ROCTAVIAN Solution for infusion Ref.[50172] Active ingredients: Valoctocogene roxaparvovec

Treatment should be initiated under the supervision of a physician experienced in the treatment of haemophilia and/or bleeding disorders. This medicinal product should be administered in a setting where personnel and equipment are immediately available to treat infusion-related reactions (see sections 4.4 and 4.8).

ROCTAVIAN should only be administered to patients who have demonstrated absence of anti-AAV5 antibodies by a validated assay.

Posology

The recommended dose of ROCTAVIAN is 6 × 10¹³ vector genomes per kilogram (vg/kg) body weight, administered as a single intravenous infusion.

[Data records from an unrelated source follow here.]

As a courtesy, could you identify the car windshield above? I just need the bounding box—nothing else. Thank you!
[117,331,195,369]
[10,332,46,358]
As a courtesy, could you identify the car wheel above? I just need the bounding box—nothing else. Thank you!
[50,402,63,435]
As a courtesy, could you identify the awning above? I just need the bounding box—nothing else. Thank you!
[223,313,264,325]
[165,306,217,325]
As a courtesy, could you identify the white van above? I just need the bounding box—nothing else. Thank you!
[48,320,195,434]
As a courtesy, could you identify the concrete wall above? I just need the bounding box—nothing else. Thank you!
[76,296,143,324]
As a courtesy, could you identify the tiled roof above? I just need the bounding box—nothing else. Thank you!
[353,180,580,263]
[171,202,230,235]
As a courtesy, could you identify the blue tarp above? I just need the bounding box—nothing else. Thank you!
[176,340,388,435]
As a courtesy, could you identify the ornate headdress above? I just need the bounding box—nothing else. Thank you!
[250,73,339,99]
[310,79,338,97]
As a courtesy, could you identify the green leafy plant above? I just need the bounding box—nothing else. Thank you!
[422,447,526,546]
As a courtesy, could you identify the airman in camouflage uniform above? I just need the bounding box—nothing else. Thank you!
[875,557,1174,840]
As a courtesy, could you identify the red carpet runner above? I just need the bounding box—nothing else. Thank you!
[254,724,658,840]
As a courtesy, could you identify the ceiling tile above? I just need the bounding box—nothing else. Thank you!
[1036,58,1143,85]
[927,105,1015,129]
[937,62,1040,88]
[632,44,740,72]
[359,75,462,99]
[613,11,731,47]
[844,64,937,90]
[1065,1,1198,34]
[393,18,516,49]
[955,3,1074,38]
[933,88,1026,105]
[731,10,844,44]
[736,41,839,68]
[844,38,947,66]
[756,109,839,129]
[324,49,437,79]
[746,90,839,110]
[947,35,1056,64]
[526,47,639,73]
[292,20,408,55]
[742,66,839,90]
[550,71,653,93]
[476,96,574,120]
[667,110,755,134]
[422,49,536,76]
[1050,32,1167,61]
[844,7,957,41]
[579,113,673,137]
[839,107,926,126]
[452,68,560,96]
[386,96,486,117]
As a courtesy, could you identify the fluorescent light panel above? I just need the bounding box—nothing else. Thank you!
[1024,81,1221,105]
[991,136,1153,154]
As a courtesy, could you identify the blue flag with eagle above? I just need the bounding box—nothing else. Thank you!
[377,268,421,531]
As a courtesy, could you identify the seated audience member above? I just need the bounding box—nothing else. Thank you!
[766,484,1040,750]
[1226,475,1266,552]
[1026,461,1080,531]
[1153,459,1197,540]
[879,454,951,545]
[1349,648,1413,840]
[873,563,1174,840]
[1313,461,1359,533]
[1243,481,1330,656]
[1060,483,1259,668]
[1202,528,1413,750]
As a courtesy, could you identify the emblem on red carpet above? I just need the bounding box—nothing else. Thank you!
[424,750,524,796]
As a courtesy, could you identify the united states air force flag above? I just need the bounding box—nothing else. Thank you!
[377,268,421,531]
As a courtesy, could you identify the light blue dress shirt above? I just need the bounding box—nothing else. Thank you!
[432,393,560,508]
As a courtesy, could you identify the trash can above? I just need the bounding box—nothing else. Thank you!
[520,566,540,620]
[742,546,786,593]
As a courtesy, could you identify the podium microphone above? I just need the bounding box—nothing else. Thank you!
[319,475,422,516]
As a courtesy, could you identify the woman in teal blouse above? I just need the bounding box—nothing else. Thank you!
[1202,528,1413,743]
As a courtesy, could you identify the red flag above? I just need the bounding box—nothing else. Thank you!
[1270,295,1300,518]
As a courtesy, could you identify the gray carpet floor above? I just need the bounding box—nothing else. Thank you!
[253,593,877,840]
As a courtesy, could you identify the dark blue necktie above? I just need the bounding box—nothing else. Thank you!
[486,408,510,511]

Calculating the patient’s dose in millilitres (mL) and number of vials required

Calculation of patient’s dose volume in mL:

Body weight in kg multiplied by 3 = dose in mL

The multiplication factor 3 represents the per kilogram dose (6 × 10¹³ vg/kg) divided by the amount of vector genomes per mL of the ROCTAVIAN solution (2 × 10¹³ vg/mL).

Calculation of number of vials to be thawed:

Patient’s dose volume (mL) divided by 8 = number of vials to be thawed (round up to next whole number of vials).

The division factor 8 represents the minimum volume of ROCTAVIAN extractable from a vial (8 mL).

Table 1. Example of dose volume and number of vials to be thawed:

Discontinuation of factor VIII concentrates/haemostatic agents

When discontinuing factor VIII concentrates/haemostatic agents, physicians should consider the following:

• Patient’s factor VIII activity levels are sufficient to prevent spontaneous bleeding episodes.
• The duration of effect of factor VIII concentrates/haemostatic agents.

Special populations

Hepatic impairment

The safety and efficacy of valoctocogene roxaparvovec in patients with hepatic disorders have not been established. Valoctocogene roxaparvovec is contraindicated in patients with acute or uncontrolled chronic hepatic infections, or in patients with known significant hepatic fibrosis, or cirrhosis (see section 4.3). This medicinal product is not recommended for use in patients with other hepatic disorders (see section 4.4).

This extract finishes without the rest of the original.